The real estate market in China is still mired in a quagmire as the economy is in jeopardy.

A spokesman for China’s National Bureau of Statistics said there had been some positive changes in the real estate market in recent surveys. However, the latest data shows that the property market is still in a severe winter and has not picked up.

The statistics bureau announced on June 17 that the country’s investment in real estate development was 5,213.4 billion yuan (776 billion dollars), a year-on-year decrease of 4.0%. In addition, residential investment was 3,952.1 billion yuan (588 billion dollars), down 3.0%.

From January to May, the construction area of houses was 8,315.3 million square meters, a year-on-year decrease of 1.0%.

The residential construction area was 5,869.2 million square meters, down 1.1%. The new construction area of houses was 516.3 million square meters, down 30.6%.

The newly started residential area was 377.8 million square meters, down 31.9%. The completed housing area was 233.6 million square meters, down 15.3%.

In the first five months, the commercial housing sales area was 507.4 million square meters, a year-on-year decrease of 23.6%.

Commercial housing sales were 4,833.7 billion yuan (720 billion dollars), down 31.5%.

Real estate development companies raised 6,040.4 billion yuan (899 billion dollars), a year-on-year decrease of 25.8%. 

In May, the prosperity index of real estate development slipped to 95.6 from 95.88 in April. The index was below the 100-point mark for five consecutive months.

In terms of housing prices, data shows that the average cost of newly built 

commercial housing was 9,527 yuan (1,418 dollars) per square meter in the first five months, a year-on-year decline of 10.3%.

In addition, real estate companies also face the second round of debt repayment peaks this year.

Caixin cited statistics from the Kerry Real Estate Research Center report that, from June to July, about 175.5 billion yuan (26.1 billion dollars) of domestic and foreign debt will be due from 200 core housing companies. That figure accounts for 61% of maturity in the year’s second half.

Domestic debt maturity accounts for more than 50%.

Private housing companies face higher debt repayment pressure. Their debt due in the past two months is about 117.8 billion yuan (17.5 billion dollars), accounting for 67% of the total scale.

Due to weak sales and difficulties in refinancing, most private housing companies are still experiencing tight funds and can only continue to seek domestic debt extension.

Many owners of the real estate businesses in Zhengzhou and Henan have encountered a shortage of funds.

On June 15, there were reports that the second phase of the “Sunac Zhongyuan Grand View” project in Henan had been suspended for several months.

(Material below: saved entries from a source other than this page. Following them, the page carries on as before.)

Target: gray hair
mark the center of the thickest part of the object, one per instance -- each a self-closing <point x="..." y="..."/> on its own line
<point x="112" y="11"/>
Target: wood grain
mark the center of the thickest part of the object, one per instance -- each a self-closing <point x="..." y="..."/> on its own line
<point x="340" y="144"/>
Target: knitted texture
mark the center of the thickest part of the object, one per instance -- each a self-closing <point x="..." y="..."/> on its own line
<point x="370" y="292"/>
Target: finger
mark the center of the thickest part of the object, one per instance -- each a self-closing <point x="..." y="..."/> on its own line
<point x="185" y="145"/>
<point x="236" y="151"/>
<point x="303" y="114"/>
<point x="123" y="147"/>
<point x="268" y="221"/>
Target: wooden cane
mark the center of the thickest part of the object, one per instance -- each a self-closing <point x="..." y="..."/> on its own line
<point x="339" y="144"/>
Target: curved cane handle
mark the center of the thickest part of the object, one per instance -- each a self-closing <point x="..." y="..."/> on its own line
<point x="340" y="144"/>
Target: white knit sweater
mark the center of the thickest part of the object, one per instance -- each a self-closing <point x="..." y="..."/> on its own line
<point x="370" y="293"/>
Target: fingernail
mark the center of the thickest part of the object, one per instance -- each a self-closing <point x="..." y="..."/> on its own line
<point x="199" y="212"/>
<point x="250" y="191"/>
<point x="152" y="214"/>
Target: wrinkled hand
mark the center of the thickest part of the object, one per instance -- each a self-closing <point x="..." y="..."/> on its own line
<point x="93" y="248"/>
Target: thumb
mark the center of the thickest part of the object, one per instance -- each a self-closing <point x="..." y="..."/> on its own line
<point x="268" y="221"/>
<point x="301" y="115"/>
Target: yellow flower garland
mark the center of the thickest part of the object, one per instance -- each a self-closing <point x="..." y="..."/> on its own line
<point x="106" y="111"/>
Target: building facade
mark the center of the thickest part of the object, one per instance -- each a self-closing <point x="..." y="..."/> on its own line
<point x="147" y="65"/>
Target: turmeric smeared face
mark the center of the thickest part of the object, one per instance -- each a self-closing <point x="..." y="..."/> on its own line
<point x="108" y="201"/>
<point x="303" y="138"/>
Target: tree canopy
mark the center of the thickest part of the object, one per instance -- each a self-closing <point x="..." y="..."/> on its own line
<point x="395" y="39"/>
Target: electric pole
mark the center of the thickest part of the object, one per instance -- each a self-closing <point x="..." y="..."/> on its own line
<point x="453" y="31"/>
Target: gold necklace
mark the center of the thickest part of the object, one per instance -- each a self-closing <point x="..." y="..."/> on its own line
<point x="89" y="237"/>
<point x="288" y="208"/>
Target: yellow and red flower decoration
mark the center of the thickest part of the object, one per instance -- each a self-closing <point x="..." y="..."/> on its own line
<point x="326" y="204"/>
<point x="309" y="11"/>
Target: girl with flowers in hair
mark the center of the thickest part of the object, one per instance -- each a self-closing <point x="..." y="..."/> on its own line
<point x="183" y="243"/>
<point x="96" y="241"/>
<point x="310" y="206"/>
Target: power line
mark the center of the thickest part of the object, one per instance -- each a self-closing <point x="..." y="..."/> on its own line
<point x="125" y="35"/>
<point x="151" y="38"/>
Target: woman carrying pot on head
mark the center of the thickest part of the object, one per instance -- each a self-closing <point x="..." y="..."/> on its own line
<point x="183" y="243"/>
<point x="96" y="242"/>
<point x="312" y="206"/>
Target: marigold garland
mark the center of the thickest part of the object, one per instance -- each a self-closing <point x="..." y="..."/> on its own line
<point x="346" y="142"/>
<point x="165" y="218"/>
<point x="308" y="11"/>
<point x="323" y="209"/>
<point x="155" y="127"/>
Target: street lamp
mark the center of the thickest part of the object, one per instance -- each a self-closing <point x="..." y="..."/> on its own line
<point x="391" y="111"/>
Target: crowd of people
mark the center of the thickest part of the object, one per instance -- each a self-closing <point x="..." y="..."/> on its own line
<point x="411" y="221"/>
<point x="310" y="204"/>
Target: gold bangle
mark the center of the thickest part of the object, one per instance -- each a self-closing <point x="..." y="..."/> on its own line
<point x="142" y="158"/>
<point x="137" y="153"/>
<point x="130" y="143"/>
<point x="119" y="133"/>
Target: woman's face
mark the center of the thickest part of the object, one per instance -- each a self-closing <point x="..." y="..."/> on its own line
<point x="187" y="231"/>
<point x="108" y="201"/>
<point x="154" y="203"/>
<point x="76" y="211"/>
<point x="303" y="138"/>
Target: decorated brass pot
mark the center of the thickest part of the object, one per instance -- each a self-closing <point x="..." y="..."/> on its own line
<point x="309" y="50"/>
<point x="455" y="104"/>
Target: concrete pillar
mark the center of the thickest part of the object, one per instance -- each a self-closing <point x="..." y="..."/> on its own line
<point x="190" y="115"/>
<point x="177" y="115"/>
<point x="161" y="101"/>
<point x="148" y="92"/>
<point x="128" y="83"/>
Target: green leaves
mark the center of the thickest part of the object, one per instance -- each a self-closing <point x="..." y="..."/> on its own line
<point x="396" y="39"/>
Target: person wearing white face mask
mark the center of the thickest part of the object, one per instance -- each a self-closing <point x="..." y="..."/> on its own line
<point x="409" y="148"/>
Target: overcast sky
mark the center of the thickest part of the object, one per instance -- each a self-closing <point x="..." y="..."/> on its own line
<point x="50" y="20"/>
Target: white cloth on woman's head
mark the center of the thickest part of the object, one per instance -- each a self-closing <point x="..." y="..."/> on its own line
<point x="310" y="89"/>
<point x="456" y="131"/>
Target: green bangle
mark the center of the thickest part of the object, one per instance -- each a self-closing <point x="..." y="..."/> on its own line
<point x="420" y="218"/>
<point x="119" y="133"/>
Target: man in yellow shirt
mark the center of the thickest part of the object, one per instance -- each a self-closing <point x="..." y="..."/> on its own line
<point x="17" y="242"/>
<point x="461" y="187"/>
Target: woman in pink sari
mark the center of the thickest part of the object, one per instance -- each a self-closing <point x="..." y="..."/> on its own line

Previously, the project was supposed to deliver houses at the end of July and December this year.

The sluggish property market reflects the situation in China’s overall economy.

The May economic data found that China’s exports plunged 16.9% on the year, total retail sales of consumer goods dropped 6.7%, and manufacturing fell 4.6%.

In addition, the unemployment rate for young people between 16 and 24 was 18.4%, the highest since 2018.